Want to give it a try? Here’s a template I created. Just make a copy and let me know if it works for you!
4. IDS: Identify, Discuss, Solve
This problem-solving brainstorming structure is part of the Entrepreneurial Operating System (EOS) a business management framework designed to help entrepreneurs and leaders effectively run and scale their businesses. It comes from the book "Traction: Get a Grip on Your Business," which, if you’re running a small business, is worth exploring if you feel meetings and structure are a mess.
When I worked for a small marketing agency, we used the IDS session in our ‘Level 10 Meetings’. Why ‘Level 10’? Because in the book Traction, they found, on average, leaders rated their meetings a 4 out of 10. To solve the problem, they developed a new way to hold meetings that always rated a 10.
Level 10 meetings are weekly 90-minute sessions that start and end on time (no matter what). The IDS portion plays the biggest role of 60 minutes for a reason: it’s a chance to talk about the biggest issues and what you’re doing to solve them.
Here’s what IDS stands for and how it works:
Identify: Surface and rank issues in order of priority. Take the three most significant issues you need to tackle that week. Ideally, these will be written down beforehand, so everyone knows what will be discussed.

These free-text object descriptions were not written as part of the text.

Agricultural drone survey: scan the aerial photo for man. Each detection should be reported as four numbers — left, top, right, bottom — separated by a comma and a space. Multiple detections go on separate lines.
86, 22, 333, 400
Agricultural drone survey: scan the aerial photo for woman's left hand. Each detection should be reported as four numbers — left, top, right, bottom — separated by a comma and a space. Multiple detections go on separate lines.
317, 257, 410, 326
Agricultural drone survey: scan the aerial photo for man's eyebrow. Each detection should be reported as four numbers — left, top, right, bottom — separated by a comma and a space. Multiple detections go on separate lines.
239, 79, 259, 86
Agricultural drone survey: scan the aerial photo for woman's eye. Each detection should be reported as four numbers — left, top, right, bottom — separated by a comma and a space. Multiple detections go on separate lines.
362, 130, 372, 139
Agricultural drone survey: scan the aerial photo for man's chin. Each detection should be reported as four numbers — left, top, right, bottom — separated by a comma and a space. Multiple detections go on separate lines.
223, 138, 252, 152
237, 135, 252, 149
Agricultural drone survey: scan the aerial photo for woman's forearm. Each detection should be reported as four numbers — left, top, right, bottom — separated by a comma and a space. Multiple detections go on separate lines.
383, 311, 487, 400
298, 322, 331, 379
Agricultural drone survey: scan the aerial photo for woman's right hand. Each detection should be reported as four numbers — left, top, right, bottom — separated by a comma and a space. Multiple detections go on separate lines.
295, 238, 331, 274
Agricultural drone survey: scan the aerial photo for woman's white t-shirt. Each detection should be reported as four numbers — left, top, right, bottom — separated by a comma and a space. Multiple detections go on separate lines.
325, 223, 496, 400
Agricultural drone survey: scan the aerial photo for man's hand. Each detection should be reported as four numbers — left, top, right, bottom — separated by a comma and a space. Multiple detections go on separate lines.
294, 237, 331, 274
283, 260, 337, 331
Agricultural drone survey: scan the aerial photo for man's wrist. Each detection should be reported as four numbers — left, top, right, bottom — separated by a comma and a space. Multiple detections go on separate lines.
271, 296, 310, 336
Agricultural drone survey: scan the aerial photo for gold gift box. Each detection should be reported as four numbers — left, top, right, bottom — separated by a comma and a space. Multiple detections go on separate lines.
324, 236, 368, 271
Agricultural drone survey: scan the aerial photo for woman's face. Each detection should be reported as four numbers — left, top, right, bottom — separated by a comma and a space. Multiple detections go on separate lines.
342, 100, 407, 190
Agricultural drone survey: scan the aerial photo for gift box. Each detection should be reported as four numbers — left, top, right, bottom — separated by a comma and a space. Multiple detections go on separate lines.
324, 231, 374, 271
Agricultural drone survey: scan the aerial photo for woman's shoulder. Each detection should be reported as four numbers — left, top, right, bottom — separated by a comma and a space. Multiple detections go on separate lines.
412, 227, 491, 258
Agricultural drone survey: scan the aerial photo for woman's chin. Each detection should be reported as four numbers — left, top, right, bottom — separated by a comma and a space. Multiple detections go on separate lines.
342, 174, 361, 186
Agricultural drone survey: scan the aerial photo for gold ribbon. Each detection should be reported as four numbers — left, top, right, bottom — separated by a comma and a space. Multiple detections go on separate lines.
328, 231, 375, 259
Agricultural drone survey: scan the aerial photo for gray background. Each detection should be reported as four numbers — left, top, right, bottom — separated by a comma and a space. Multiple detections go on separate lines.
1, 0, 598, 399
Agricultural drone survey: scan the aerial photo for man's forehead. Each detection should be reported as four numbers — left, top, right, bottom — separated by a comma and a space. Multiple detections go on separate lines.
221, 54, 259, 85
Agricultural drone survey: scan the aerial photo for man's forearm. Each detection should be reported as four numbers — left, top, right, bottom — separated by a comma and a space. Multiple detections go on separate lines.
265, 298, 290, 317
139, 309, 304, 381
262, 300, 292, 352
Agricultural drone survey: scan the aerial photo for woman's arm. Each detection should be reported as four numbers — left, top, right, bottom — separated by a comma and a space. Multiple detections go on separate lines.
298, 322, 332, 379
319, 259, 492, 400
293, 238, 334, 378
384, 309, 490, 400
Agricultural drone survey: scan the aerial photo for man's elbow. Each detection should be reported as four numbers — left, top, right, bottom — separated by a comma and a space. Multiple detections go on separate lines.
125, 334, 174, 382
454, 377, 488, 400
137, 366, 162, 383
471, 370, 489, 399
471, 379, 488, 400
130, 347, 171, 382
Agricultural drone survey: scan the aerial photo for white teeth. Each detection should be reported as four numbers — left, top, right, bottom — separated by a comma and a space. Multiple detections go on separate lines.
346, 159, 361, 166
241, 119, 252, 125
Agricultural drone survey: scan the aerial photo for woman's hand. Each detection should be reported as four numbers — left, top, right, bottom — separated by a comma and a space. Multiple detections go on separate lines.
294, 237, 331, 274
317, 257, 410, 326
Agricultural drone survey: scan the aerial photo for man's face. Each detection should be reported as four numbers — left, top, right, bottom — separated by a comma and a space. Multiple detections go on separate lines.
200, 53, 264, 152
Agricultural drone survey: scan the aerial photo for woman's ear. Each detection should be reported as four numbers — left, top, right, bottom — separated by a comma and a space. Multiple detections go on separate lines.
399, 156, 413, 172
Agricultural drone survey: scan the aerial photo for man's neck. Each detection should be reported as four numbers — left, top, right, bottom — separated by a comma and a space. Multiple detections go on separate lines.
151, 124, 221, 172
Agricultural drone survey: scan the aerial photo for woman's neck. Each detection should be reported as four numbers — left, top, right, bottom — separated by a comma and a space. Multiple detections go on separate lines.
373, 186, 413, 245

Discuss: Open the floor. Brainstorm, discuss, and extract all necessary information behind the problem so everyone understands it. As the discussion develops, use the conversation to start writing problem-solving action items for the to-do list.
Solve: The team decides how to move forward. Typically it’s an action item for someone to do post-meeting.
This solves issues at the root and avoids the looping discussion typically found in a problem-solving brainstorm.
From ideas to action
When creative brainstorming sessions work they do more than just generate ideas – they solve the core problems of traditional brainstorming.
They ensure equal participation, structured thinking, and clear action items. By implementing methods such as those above teams can transform their brainstorming sessions from frustrating free-for-alls into productive, fun, open-minded, and solution-oriented meetings with tangible outcomes.
The result? More innovation, more engaged teams, and efficient problem-solving processes.